Waking up and choosing violence, maintaining a musical persona one may describe as “chameleonic”; sometimes the cliches are applicable for the best of reasons. Spellling’s fourth album harnesses the beauty of the ultimate left turn, using the unforeseen to entice. 

The Turning Wheel was philosophical whether the subject was penguins or bullying, but its sequel would rather seek and destroy, all the while remaining progressive. Be it the cathartic wails that race toward the river beneath Waterfall or Drain sounding a little like Pearl Jam’s Dissident, the album consistently plucks an incredible sense of release from its heavy protests against anguish, which Chrystia Cabral – Spellling’s real name – is most upfront about, relying less on metaphor.
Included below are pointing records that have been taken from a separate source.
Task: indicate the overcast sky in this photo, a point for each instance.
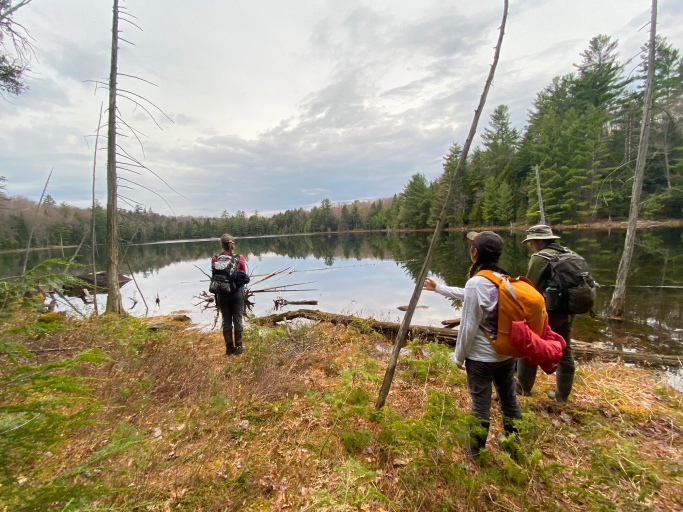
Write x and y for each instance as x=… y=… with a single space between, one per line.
x=281 y=104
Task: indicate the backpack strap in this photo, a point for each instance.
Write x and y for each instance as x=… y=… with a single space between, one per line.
x=490 y=276
x=544 y=255
x=497 y=281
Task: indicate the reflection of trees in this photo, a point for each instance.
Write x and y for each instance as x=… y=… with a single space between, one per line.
x=658 y=260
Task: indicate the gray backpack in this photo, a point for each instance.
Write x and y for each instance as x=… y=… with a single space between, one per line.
x=226 y=277
x=571 y=289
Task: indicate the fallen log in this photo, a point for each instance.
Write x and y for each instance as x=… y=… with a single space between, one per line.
x=416 y=331
x=451 y=322
x=449 y=337
x=281 y=302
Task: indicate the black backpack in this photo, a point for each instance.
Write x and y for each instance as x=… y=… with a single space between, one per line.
x=571 y=289
x=225 y=274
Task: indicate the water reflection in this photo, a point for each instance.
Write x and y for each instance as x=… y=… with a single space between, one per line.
x=652 y=317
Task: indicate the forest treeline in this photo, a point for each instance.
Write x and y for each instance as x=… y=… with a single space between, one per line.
x=582 y=131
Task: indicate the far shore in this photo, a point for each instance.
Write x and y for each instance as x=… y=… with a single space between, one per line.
x=598 y=225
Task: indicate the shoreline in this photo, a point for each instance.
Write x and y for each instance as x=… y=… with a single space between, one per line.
x=291 y=422
x=597 y=225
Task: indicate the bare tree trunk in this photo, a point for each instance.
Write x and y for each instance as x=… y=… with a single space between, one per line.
x=35 y=218
x=619 y=296
x=540 y=194
x=93 y=243
x=666 y=154
x=405 y=325
x=112 y=238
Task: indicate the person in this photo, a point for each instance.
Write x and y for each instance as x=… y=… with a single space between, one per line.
x=231 y=305
x=543 y=243
x=473 y=352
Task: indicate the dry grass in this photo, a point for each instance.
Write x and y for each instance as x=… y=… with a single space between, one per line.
x=290 y=425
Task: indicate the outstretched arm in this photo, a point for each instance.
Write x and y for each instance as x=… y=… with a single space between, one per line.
x=447 y=291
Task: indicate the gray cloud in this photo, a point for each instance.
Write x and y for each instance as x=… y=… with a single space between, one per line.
x=368 y=96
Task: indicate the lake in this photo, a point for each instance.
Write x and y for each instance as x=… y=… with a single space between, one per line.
x=372 y=274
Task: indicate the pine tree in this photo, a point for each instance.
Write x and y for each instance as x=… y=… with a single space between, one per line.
x=490 y=201
x=417 y=201
x=505 y=207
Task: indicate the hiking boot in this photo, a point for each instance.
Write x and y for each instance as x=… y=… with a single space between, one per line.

Release washes over the instrumental bridges of Ammunition, its guitar screech attaching to a heaviness otherwise supplied by orchestral backing. Cabral allows for some wordless reflection, a combination of head-banging and meditation.

If one’s enamour with the sources of inspiration behind Portrait of My Heart were due to a potential to happily cry out, Spellling adapts to such source material wonderfully, cradling moods of Dream Theater and Foo Fighters in her arms as she screams in the face of heartbreak on Love Ray Eyes; breeding Evanescence and a sci-fi blowout sequence on Keep It Alive. The album ends with a cover of My Bloody Valentine’s Sometimes, its chief use of feedback for accompaniment is appropriate for both a shoegaze cover and this album.

Synth zaps and classic vocals are conjunct on Mount Analogue, as much a duet as Cabral’s singing with Chaz Bear of Toro y Moir. Even on an album that sticks to a specified genre, the left turns keep coming, continuing to entice as Alibi brandishes a bracing pop metal motif that sounds as though it’s about to go as radio as possible on the chorus before yanking and remembering that ain’t the Spellling way.

But hey, the Spellling rules keep changing; it’s so hard to keep up. The only constant in Chrystia Cabral’s deadly career is her enchanting ability, which “Portrait of My Heart” showcases with the utmost exhilaration.